When I was a college student in Los Angeles in the 1980s, multiple local papers covered the San Gabriel Valley. The Los Angeles Times had a zoned edition with a robust staff. Several reporters from different papers would often cover council meetings in cities like San Gabriel. On the night I testified, however, the only reporter at City Hall was with the Chinese-language World Journal. And that would be the only newspaper that gave the issue the attention it merited, eventually producing a package of stories about the casino buses, the problems they caused in neighborhoods, and what governments might do about them.
Big issues start in small places. When we ignore local politics and decide communities aren’t worth news coverage, we become ignorant of the seemingly little things happening around us—those little things that are our window to much larger forces, both national and international.
San Gabriel’s city government, fortunately, got to work. The city staff researched laws and did its own field investigation, which confirmed residents’ complaints about traffic and crime. The police departments of San Gabriel and Monterey Park joined the California Highway Patrol in an enforcement sweep of casino buses, finding many to be “careless and negligent” about licensing and safety. A couple buses were taken off the road immediately after inspection due to safety hazards such as failing brakes.

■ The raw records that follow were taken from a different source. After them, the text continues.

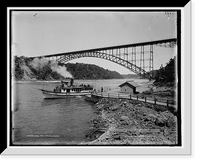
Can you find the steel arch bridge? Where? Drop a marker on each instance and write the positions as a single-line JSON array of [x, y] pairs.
[[128, 56]]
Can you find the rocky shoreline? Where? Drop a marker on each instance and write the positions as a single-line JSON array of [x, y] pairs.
[[130, 122]]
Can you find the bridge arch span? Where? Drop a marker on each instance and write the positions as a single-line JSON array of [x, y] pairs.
[[115, 59]]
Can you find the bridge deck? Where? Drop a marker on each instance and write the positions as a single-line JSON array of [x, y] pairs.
[[114, 47]]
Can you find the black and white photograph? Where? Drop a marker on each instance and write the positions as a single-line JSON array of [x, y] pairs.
[[95, 78]]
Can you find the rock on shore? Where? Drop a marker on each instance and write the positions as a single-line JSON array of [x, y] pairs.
[[129, 122]]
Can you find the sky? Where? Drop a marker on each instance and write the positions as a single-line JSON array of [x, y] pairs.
[[37, 33]]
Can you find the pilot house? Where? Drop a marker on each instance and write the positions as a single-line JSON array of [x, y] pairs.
[[129, 87]]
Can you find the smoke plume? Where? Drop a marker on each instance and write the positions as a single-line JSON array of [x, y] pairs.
[[38, 64]]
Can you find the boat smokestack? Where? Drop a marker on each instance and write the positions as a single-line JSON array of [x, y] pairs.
[[71, 82]]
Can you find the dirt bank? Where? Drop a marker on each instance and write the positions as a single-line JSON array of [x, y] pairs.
[[129, 122]]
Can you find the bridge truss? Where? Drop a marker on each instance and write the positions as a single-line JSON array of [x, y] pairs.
[[137, 57]]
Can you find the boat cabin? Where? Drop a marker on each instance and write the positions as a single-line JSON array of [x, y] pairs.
[[129, 87]]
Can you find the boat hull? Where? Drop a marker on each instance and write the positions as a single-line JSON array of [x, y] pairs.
[[54, 95]]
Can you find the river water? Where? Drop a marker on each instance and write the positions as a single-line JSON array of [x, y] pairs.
[[38, 121]]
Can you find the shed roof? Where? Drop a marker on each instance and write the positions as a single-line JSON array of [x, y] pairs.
[[131, 84]]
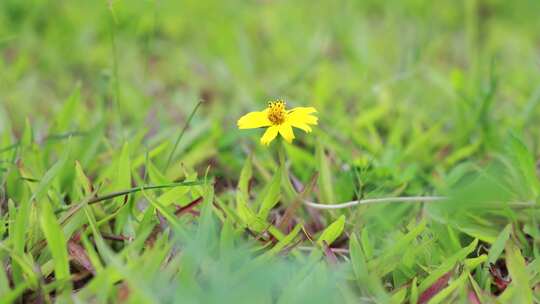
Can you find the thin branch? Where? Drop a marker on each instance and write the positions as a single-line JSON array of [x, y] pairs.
[[407, 199]]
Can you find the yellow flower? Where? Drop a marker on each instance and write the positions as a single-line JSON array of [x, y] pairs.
[[279, 120]]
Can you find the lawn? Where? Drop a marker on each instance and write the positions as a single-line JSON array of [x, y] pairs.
[[127, 174]]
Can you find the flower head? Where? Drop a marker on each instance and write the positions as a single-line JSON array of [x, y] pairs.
[[279, 120]]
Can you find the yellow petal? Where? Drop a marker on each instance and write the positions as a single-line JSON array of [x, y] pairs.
[[286, 131], [269, 135], [305, 127], [254, 120]]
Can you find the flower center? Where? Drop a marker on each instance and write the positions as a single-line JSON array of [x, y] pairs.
[[276, 112]]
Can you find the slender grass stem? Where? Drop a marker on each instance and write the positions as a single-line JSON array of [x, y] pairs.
[[179, 138]]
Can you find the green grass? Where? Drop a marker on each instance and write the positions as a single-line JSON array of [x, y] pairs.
[[123, 177]]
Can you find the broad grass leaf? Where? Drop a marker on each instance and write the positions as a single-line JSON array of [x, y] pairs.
[[56, 241], [272, 196], [518, 273], [332, 232]]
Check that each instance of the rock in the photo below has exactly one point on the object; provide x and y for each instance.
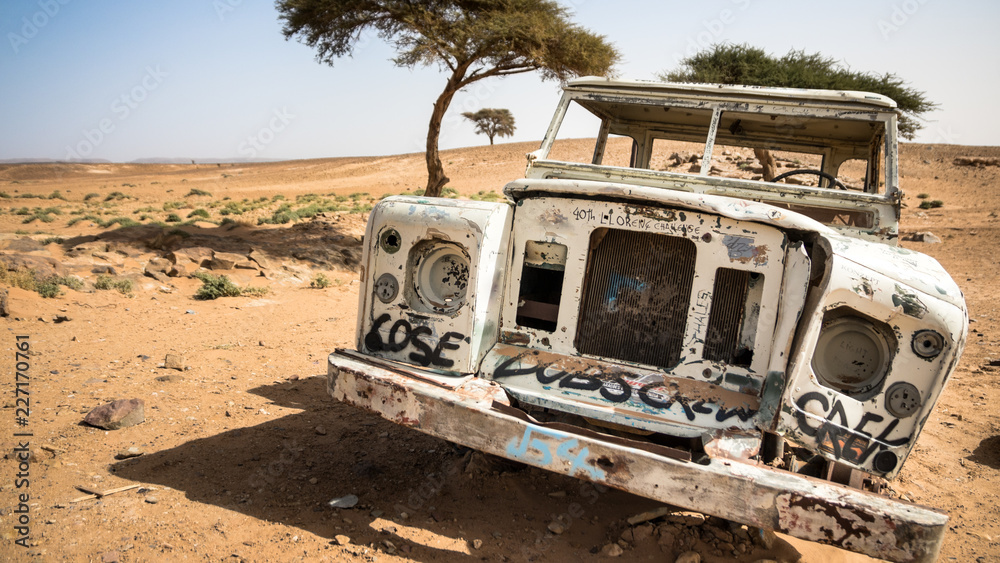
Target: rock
(118, 414)
(128, 453)
(347, 501)
(649, 515)
(183, 269)
(172, 378)
(228, 261)
(258, 257)
(161, 265)
(556, 527)
(174, 361)
(923, 236)
(200, 255)
(641, 533)
(159, 276)
(612, 550)
(23, 244)
(43, 266)
(687, 518)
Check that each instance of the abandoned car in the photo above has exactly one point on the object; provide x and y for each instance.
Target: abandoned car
(663, 312)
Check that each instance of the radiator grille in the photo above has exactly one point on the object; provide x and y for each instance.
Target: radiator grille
(729, 298)
(636, 296)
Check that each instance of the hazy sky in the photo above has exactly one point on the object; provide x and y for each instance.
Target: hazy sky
(207, 79)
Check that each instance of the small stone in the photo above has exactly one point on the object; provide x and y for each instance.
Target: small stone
(174, 361)
(685, 518)
(118, 414)
(129, 452)
(172, 378)
(649, 515)
(347, 501)
(612, 550)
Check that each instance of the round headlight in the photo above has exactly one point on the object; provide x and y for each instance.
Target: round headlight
(442, 277)
(852, 355)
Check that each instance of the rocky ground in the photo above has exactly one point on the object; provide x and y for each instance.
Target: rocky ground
(241, 450)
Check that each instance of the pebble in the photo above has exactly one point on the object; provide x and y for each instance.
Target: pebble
(347, 501)
(612, 550)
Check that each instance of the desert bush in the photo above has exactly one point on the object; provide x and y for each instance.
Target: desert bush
(214, 287)
(320, 282)
(106, 282)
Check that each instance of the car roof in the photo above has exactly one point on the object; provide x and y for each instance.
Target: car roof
(734, 92)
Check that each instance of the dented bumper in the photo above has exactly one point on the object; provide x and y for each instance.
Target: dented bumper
(476, 413)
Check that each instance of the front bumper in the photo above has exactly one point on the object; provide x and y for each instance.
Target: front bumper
(476, 413)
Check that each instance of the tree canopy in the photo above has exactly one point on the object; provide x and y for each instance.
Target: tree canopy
(743, 64)
(492, 122)
(469, 39)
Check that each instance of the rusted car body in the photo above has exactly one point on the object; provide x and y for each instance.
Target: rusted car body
(689, 328)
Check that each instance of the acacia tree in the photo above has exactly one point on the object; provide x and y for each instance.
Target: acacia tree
(743, 64)
(492, 122)
(470, 39)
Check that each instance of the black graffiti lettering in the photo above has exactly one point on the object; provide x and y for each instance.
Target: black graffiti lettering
(584, 383)
(403, 334)
(853, 445)
(800, 414)
(624, 393)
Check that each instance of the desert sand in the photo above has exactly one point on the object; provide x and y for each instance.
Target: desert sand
(242, 449)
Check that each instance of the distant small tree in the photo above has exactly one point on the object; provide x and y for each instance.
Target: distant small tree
(469, 39)
(492, 122)
(743, 64)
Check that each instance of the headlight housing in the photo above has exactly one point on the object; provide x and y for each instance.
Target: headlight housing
(853, 353)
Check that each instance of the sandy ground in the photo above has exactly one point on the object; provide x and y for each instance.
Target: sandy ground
(243, 449)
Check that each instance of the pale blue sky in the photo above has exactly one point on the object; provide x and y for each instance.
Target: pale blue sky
(207, 79)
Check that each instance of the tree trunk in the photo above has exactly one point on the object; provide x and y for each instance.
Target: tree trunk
(766, 163)
(436, 180)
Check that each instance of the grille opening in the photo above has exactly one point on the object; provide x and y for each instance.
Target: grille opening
(732, 322)
(636, 295)
(541, 285)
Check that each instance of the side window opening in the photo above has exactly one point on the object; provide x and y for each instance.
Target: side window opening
(541, 285)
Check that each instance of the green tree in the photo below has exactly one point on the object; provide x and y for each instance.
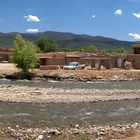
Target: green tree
(25, 54)
(47, 45)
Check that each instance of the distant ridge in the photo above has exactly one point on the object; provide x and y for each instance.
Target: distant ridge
(68, 40)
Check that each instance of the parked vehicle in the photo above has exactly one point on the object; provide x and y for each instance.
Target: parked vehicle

On October 15, the City Council voted 5-0 to have staff draft an ordinance prohibiting casino buses from loading or unloading passengers in San Gabriel.
Throughout this process, my friends joked I “took on City Hall.” In fact, City Hall took the initiative in tackling this problem, once people let them know it was urgent. The challenge, in this time of shrinking local news outlets, isn’t getting City Hall to pay attention to the public. It’s getting the public to pay attention to City Hall.